Predisposition to myelodysplastic syndrome (MDS) and acute leukemia is a hallmark of Fanconi anemia (FA). Morphologic criteria for MDS in FA are not well established, nor is the significance of clonal chromosomal abnormalities. We reviewed bone marrow samples of 119 FA patients: 23 had MDS, with the most common subtype refractory cytopenia with multilineage dysplasia. The presence of MDS was highly correlated with the presence of clonal abnormalities. Neutrophil dysplasia and increased blasts were always associated with the presence of a clone, in contrast with dyserythropoiesis. The most frequent clones had gains of 1q and 3q and/or loss of 7. Karyotype complexity also correlated with MDS. One third of patients with 3q as a sole abnormality had no MDS; patients with 3q and an additional abnormality all had MDS. The data provide a rationale for integrating cytogenetic findings with independently evaluated morphologic findings for monitoring bone marrow status in FA.

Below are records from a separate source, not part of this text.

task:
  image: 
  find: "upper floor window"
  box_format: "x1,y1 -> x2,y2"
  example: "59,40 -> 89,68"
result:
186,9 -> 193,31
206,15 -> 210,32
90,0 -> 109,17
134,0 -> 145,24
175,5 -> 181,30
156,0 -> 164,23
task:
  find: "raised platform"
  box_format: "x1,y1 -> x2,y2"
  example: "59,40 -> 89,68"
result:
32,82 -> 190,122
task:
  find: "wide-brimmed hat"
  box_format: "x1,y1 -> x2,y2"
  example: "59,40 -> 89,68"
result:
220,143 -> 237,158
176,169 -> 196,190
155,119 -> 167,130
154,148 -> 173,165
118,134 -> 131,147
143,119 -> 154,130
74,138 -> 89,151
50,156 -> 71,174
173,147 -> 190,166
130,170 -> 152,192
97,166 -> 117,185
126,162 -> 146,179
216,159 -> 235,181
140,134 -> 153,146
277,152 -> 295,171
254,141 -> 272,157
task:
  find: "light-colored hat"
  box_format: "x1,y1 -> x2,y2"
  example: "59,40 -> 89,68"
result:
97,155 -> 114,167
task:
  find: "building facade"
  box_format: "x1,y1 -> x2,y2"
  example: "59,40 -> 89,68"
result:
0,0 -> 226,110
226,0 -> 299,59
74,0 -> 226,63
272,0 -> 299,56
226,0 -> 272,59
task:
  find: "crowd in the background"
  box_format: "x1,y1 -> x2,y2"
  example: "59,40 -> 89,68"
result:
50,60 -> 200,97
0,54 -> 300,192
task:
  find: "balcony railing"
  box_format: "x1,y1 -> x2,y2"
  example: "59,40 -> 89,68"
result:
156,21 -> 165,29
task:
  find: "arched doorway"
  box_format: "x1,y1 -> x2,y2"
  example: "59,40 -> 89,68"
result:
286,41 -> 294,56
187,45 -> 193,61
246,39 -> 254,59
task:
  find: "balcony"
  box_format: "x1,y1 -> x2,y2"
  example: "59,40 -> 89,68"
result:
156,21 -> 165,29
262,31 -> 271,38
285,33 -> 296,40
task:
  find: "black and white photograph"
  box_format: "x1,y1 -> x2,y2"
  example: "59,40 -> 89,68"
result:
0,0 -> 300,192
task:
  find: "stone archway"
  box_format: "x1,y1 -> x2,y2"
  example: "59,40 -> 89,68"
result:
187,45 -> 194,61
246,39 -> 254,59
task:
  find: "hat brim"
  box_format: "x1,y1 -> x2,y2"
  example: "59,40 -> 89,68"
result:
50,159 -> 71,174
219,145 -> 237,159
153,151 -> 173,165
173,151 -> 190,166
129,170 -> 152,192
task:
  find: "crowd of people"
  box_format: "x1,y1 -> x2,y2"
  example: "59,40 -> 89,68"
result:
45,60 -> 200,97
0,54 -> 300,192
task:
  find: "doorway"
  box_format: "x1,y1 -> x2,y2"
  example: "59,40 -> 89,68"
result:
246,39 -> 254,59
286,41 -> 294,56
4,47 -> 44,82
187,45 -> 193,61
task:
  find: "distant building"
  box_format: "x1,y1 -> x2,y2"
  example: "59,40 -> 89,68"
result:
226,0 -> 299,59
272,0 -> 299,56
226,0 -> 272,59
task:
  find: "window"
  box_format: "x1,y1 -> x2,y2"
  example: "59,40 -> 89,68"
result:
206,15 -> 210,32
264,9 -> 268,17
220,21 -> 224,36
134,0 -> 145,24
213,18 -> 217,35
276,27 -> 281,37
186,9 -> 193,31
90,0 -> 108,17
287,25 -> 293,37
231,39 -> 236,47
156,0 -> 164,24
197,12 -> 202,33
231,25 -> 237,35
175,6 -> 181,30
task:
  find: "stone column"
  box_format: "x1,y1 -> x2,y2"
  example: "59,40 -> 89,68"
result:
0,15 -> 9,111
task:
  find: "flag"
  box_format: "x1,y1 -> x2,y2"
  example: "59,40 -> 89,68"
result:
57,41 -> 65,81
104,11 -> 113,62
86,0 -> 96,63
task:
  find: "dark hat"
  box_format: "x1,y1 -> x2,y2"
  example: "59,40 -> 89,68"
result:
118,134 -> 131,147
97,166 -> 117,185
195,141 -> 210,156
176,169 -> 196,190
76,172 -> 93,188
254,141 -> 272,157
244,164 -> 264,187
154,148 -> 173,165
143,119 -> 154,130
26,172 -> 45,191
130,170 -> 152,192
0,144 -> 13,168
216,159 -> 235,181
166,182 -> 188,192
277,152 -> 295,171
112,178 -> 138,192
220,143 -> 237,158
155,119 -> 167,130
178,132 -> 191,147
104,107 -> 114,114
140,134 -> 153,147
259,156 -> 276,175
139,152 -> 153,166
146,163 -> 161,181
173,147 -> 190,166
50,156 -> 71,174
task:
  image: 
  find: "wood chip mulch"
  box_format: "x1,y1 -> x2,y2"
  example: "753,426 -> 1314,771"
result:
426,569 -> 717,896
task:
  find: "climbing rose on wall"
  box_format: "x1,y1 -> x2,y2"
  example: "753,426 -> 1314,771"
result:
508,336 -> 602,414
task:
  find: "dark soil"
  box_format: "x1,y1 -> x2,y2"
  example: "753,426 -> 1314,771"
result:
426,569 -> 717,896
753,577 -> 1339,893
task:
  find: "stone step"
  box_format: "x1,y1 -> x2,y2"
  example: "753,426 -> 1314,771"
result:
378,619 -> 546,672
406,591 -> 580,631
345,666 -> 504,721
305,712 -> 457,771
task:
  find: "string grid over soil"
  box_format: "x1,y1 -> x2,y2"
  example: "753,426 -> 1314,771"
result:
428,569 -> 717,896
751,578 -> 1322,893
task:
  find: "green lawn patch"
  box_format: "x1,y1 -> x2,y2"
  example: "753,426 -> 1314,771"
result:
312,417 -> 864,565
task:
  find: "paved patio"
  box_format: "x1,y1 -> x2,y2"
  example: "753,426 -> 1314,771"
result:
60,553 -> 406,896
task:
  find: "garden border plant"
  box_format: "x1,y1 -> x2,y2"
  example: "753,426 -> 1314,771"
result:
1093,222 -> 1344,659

骨髓增生异常综合征(MDS)和急性白血病易感性是范可尼贫血(FA)的特征。FA 中 MDS 的形态学标准尚未确定,克隆染色体异常的意义也不清楚。我们回顾了 119 例 FA 患者的骨髓样本:23 例患有 MDS,最常见的亚型为难治性血细胞减少伴多系发育异常。MDS 的存在与克隆异常的存在高度相关。中性粒细胞发育不良和增加的原始细胞总是与克隆的存在相关,而与红细胞生成异常相反。最常见的克隆具有 1q 和 3q 的增益和/或 7 的缺失。核型复杂性也与 MDS 相关。三分之一的患者仅存在 3q 异常,无 MDS;而存在 3q 异常和其他异常的患者均患有 MDS。这些数据为将细胞遗传学发现与独立评估的形态学发现相结合,以监测 FA 患者的骨髓状态提供了依据。